Propostas? Concretamente, apenas duas. Na educação básica, a oferta de militarizar cerca de 100 escolas. No ensino superior, o Future-se, projeto que modifica o financiamento de instituições federais de ensino superior e que vem sendo encarado pela comunidade universitária como vago e pouco transparente, ampliador de desigualdades, estratégia privatista, aposta em recursos incertos e sem liquidez. Um diagnóstico duríssimo, mas daria para esperar outra classificação de um documento redigido a portas fechadas, de costas para reitores, associações de classe, estudantis e de pesquisa, sindicatos e outros agentes do campo educacional?
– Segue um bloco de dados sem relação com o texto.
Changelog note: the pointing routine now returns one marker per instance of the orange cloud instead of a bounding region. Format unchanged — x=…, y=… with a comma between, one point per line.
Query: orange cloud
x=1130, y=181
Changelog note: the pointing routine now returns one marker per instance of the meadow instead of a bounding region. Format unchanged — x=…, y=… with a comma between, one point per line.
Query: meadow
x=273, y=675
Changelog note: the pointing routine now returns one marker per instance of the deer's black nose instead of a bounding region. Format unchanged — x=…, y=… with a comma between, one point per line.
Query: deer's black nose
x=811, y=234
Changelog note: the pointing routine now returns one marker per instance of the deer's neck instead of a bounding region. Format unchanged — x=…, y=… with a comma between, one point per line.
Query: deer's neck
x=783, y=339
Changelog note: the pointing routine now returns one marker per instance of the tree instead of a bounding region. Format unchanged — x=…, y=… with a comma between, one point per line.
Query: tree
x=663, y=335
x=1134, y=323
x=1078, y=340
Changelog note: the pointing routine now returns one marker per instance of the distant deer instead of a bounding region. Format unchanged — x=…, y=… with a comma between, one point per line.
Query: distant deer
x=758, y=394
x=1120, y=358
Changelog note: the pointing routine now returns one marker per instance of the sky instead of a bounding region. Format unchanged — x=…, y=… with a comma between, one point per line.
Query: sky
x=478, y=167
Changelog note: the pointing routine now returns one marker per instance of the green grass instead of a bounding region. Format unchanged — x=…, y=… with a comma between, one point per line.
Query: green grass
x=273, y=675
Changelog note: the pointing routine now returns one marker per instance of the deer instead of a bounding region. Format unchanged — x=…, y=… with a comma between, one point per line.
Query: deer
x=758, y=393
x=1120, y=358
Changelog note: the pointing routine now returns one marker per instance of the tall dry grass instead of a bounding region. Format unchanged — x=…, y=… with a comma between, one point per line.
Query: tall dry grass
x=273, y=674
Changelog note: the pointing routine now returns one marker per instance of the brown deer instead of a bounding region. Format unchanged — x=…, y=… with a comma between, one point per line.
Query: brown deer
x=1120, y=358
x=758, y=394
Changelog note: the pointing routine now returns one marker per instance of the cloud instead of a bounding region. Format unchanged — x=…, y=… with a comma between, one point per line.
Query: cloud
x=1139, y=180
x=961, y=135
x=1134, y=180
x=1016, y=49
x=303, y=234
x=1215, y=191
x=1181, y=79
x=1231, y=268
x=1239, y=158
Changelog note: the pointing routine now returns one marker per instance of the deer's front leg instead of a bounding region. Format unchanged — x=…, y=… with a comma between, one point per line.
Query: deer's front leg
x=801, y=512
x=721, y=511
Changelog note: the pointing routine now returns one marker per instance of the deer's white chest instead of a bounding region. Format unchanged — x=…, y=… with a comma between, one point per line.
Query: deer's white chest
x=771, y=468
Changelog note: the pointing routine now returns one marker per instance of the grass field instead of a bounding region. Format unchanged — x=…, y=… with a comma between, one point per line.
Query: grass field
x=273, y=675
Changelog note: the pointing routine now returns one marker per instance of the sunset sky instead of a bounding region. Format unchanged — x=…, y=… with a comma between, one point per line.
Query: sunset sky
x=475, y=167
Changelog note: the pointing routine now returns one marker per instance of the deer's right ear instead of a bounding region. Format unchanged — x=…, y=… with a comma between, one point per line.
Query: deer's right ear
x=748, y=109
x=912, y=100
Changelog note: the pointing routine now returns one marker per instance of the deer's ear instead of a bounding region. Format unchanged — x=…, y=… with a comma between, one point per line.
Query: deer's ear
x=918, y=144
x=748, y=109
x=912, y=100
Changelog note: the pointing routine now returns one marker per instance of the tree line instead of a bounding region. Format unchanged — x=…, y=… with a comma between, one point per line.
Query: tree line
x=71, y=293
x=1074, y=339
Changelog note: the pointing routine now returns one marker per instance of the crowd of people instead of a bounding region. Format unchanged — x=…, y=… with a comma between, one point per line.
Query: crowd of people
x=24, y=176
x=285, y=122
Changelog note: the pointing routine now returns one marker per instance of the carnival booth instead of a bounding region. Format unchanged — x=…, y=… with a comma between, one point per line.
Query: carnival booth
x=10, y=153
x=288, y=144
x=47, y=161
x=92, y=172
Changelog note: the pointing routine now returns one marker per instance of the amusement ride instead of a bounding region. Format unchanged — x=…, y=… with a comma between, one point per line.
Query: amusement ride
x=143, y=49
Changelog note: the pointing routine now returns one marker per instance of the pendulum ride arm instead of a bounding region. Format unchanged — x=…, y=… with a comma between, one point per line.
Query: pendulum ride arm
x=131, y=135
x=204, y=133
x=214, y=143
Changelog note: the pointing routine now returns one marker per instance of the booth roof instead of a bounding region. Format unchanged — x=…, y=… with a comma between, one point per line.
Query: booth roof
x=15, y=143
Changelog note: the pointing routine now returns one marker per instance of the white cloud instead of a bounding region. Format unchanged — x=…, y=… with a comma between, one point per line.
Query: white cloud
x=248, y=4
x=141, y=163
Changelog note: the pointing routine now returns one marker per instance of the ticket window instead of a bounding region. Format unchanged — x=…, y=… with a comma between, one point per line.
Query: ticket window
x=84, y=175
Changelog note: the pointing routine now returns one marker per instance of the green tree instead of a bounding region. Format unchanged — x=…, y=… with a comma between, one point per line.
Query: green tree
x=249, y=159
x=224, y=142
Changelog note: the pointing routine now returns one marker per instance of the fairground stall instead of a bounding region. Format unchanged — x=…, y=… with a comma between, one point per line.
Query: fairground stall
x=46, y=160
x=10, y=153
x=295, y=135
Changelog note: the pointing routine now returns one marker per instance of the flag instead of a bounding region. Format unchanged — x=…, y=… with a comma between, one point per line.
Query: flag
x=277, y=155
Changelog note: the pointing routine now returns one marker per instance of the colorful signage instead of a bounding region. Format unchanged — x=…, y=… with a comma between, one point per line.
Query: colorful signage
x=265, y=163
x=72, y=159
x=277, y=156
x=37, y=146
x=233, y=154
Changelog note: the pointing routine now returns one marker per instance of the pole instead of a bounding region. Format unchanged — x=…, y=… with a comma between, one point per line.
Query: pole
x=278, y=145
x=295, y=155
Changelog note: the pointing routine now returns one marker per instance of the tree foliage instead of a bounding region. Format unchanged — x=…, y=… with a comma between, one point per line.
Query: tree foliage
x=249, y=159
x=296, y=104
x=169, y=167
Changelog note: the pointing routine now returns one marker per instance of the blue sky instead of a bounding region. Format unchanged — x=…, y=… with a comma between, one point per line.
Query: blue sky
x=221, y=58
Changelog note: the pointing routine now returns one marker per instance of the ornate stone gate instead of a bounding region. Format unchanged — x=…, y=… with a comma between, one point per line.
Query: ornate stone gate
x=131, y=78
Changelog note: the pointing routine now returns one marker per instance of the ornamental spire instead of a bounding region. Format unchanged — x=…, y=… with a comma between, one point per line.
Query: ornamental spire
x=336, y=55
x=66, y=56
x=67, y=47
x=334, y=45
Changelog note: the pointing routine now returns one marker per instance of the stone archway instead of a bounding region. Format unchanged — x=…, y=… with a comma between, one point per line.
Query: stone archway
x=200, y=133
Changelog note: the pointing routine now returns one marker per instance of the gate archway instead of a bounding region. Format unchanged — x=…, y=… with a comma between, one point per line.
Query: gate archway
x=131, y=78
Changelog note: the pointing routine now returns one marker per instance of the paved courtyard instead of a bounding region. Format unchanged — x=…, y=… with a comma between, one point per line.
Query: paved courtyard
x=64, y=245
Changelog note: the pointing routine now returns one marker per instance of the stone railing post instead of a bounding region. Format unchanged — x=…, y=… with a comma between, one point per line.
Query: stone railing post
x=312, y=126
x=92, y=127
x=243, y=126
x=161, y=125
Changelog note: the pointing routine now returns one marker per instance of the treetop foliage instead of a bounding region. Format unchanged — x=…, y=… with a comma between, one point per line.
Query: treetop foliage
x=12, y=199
Enquanto isso, dormitam em alguma gaveta políticas mais ambiciosas e construídas coletivamente, como o Plano Nacional da Educação. Ficam em segundo, terceiro ou quarto plano o combate ao analfabetismo, à evasão escolar e à distorção idade-série, a expansão da educação infantil e do ensino superior público, a discussão sobre os currículos de licenciaturas e da pedagogia, o aprimoramento da inclusão de crianças e jovens com deficiência, os programas de formação continuada de professores e a valorização do magistério via plano de carreira e recuperação salarial.
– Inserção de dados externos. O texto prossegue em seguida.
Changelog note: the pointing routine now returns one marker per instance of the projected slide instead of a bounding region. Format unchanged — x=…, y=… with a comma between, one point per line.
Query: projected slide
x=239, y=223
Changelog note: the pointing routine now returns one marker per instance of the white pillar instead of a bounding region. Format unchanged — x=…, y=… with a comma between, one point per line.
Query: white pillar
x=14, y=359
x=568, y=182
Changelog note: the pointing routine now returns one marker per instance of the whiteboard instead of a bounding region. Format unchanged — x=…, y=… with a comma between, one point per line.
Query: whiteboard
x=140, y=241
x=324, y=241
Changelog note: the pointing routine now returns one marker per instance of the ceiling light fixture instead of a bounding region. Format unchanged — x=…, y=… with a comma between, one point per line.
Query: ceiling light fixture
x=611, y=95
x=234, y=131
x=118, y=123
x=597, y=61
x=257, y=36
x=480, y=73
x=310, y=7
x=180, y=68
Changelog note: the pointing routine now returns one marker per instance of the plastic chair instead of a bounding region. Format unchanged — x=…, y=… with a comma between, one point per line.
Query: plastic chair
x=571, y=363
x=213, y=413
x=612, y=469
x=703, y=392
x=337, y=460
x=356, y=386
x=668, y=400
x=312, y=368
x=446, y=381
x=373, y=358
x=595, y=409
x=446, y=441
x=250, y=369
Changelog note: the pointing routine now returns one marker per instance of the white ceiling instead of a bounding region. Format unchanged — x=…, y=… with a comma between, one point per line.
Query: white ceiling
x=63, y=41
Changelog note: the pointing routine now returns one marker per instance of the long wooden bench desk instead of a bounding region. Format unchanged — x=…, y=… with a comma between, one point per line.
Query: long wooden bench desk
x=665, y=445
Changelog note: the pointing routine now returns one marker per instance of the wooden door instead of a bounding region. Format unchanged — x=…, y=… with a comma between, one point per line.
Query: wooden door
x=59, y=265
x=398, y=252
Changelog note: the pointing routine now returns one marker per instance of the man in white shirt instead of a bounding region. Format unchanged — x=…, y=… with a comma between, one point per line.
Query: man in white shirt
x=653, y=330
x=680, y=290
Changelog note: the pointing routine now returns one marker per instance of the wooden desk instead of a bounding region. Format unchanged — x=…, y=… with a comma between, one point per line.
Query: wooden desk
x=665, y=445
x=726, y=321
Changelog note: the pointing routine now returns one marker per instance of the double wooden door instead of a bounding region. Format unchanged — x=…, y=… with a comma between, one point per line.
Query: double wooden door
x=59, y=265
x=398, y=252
A combinação de ofensa, bolso vazio e falta de diálogo não poderia dar em outra coisa: rechaço maciço às propostas do MEC. Entre os elementos que compõem o processo pedagógico — alunos, professores e os objetos de ensino –, o ministro realizou a proeza de brigar com todos, inclusive com os inanimados: para aplacar a obsessão do clã Bolsonaro com uma suposta esquerdização do ensino, validou o trabalho de uma comissão que expurgou questões do Enem com pretenso "direcionamento ideológico". 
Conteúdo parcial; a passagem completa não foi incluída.